29 Jul 2013


Leveraging Diverse Sources in Statistical Machine Translation


Statistical machine translation (SMT) is often faced with the problem of having insufficient training data for many language pairs. We propose several approaches to leveraging other available sources in SMT systems to enhance the quality of translation. Particularly, we propose approaches suitable in these four scenarios:

  1. when an additional parallel corpus is available;
  2. when parallel corpora between the source language and a third language and between that language and the target language are available;
  3. when an abundant source-language monolingual corpus is available;
  4. when no additional resource is available.

In the heart of these solutions lie two novel approaches: ensemble decoding and a graph propagation approach for paraphrasing out-of-vocabulary words.

Ensemble decoding combines a number of translation systems dynamically at the decoding step. Our experimental results show that ensemble decoding outperforms various strong baselines including mixture models, the current state-of-the-art for domain adaptation in machine translation.
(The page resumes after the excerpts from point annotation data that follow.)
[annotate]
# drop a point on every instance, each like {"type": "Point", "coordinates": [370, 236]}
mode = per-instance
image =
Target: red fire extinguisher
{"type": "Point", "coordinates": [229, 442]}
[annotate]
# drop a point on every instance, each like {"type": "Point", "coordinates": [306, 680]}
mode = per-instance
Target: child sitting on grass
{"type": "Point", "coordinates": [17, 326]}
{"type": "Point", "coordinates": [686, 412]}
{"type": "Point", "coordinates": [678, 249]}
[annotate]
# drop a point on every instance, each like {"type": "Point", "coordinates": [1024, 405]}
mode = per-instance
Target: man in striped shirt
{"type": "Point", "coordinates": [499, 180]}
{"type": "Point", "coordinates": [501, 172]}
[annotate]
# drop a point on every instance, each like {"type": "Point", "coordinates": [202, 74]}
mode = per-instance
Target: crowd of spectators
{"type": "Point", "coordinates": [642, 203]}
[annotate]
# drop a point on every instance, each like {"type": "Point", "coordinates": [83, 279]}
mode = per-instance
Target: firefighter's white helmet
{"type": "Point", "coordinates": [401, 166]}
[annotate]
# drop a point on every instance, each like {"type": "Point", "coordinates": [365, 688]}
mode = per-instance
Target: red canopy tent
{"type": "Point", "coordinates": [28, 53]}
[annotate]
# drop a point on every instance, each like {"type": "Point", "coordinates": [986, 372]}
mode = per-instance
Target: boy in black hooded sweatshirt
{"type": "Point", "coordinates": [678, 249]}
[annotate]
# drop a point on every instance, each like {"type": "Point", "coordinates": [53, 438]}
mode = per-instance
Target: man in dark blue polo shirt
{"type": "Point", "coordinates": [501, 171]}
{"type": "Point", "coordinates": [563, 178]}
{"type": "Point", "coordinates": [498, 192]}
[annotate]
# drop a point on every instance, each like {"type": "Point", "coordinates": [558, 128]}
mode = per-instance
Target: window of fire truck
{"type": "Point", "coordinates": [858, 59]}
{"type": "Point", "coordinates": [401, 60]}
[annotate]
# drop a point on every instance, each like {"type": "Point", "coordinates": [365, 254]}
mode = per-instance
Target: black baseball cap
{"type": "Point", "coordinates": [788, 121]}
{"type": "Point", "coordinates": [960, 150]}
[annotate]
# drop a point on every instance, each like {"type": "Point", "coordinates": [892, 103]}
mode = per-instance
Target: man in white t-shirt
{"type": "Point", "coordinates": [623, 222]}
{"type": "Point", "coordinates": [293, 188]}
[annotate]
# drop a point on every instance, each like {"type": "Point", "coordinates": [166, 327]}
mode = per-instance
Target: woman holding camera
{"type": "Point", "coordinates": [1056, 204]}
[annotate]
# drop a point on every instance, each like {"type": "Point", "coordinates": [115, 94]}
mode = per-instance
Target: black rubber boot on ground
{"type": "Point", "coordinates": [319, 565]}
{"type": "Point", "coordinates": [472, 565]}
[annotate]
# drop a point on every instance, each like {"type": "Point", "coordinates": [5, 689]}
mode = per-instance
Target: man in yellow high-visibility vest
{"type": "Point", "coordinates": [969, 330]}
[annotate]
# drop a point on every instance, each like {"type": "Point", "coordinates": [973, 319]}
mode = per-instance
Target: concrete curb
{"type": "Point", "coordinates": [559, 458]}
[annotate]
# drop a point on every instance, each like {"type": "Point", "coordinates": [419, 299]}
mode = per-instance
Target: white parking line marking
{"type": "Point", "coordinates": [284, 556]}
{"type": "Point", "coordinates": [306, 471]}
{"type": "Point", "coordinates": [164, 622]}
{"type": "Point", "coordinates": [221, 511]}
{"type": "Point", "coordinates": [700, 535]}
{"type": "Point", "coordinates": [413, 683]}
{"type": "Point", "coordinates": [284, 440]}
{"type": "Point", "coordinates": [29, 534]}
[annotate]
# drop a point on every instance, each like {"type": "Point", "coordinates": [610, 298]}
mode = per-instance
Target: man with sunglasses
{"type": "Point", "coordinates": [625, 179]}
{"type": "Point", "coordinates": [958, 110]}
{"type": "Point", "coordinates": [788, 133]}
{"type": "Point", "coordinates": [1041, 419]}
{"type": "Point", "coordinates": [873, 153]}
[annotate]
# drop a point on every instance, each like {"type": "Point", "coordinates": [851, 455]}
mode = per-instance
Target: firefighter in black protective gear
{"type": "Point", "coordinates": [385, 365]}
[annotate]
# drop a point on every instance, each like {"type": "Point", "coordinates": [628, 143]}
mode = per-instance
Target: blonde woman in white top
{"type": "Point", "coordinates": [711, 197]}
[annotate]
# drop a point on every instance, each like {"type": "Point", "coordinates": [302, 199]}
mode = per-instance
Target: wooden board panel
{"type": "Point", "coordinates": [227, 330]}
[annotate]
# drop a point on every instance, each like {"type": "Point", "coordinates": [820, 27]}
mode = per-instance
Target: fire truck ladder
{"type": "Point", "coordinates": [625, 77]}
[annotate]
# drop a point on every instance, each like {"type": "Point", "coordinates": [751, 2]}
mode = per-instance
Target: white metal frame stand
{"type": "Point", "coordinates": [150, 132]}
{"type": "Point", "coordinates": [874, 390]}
We extend ensemble decoding to do triangulation on-the-fly when there exist parallel corpora between the source language and one or multiple pivot languages and between those and the target language. These triangulated systems are dynamically combined together and possibly to a direct source-target system. Experiments in 12 different language pairs show significant improvements over the baselines in terms of BLEU scores.

Ensemble decoding can also be used to apply stacking to statistical machine translation. Stacking is an ensemble learning approach that enhances the bias of the models. We show that stacking can consistently and significantly improve over the conventional SMT systems in two different language pairs and three different training sizes.

In addition to ensemble decoding, we propose a novel approach to mining translations for OOV words using a monolingual corpus on the source-side language. We induce a lexicon by constructing a graph on the source language phrases and employ a graph propagation technique in order to find translations for those phrases. Experimental results in two different settings show that our graph propagation method significantly improves performance over two strong baselines under intrinsic and extrinsic evaluation metrics.


Monday, 29 July, 2013 at ASB 9896 from 1400 hours.

PhD Examining Committee:

Dr. Anoop Sarkar, Senior Supervisor

Dr. Fred Popowich, Senior Supervisor

Dr. Greg Mori, Internal Examiner

Dr. Alon Lavie, External Examiner

Dr. Ramesh Krishnamurti, Chair